Now I know that the inverted index I mentioned will be a word map to the document name, but we also want to support queries with phrases: queries not only for words but also for words in a certain sequence. To do this, we need to know where each word appears in the document, so we can check the word order. I index each word in a bulleted list on a document as a word position in this document, so our final inverted index will look like this:
{word: {documentID: [pos1, pos2, ...]}, ...}, ...}
instead of this:
{word: [documentID, ...], ...}
So our first task is to create a word mapping for our positions for each document, and then combine them to create our complete inverted index. It looks like:
This code is quite understandable: it accepts a list of terms in the document, separated by a space (in which the words are in their original order), and adds each to a hash table, where the value is the list of positions of that word in the document. We build this list many times, as we go through the list, until we have passed all the words, leaving us with a table, provided with keys along the lines and marked up to the list of positions of these lines.
Now we need to combine these hash tables. I started this by creating an intermediate index format.
{documentID: {word: [pos1, pos2, ...]}, ...}
which we then convert to our final index. This is done here:
This code is very simple: it simply accepts the results of the file_to_terms function, and creates a new hash table labeled with a key by the file name and with the values that are the result of the previous function, creating a nested hash table.
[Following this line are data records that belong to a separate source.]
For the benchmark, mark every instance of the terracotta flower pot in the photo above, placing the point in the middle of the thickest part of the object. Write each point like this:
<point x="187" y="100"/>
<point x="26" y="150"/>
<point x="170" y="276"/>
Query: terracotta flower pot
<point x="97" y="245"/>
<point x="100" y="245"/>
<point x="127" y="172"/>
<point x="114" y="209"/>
Then, we can actually build our inverted index. Here is the code:
So let's break it down. First, we create a simple hash table (Python dictionary), and we use two nested loops to iterate through each word in the input (input) hash. Then, we first check if this word is present as a key in the output (output) hash table. If this is not the case, we will add it by setting another hash table as the value, which matches the document (identified, in this case, by the variable
filename ) to the list of positions of this word.
If it is a key, then we perform another check: if the current document is in each hash table of the word (the one that matches file names with the position of the word). If this is a key, then we do another check: if the current document is in the hash table of each word (the one that matches the names of the files on the word posts). If so, we expand the list of current positions with this list of positions (note that this case was left only for completeness: this will never happen, because each word will have only one list of positions for each file (filename)). If this is not the case, then we set equal positions in the list of positions for this file (filename).
And now, we have an index. We can enter a word, and should receive a list of documents in which it appears. In the
next article I will show how to run a query on this index.
All code used in all parts (along with the implementation) is available on
GitHub .
PS This part ends. I hope that everything is translated quite clearly, and most importantly - correctly. Ready to accept comments and advice on the design and translation.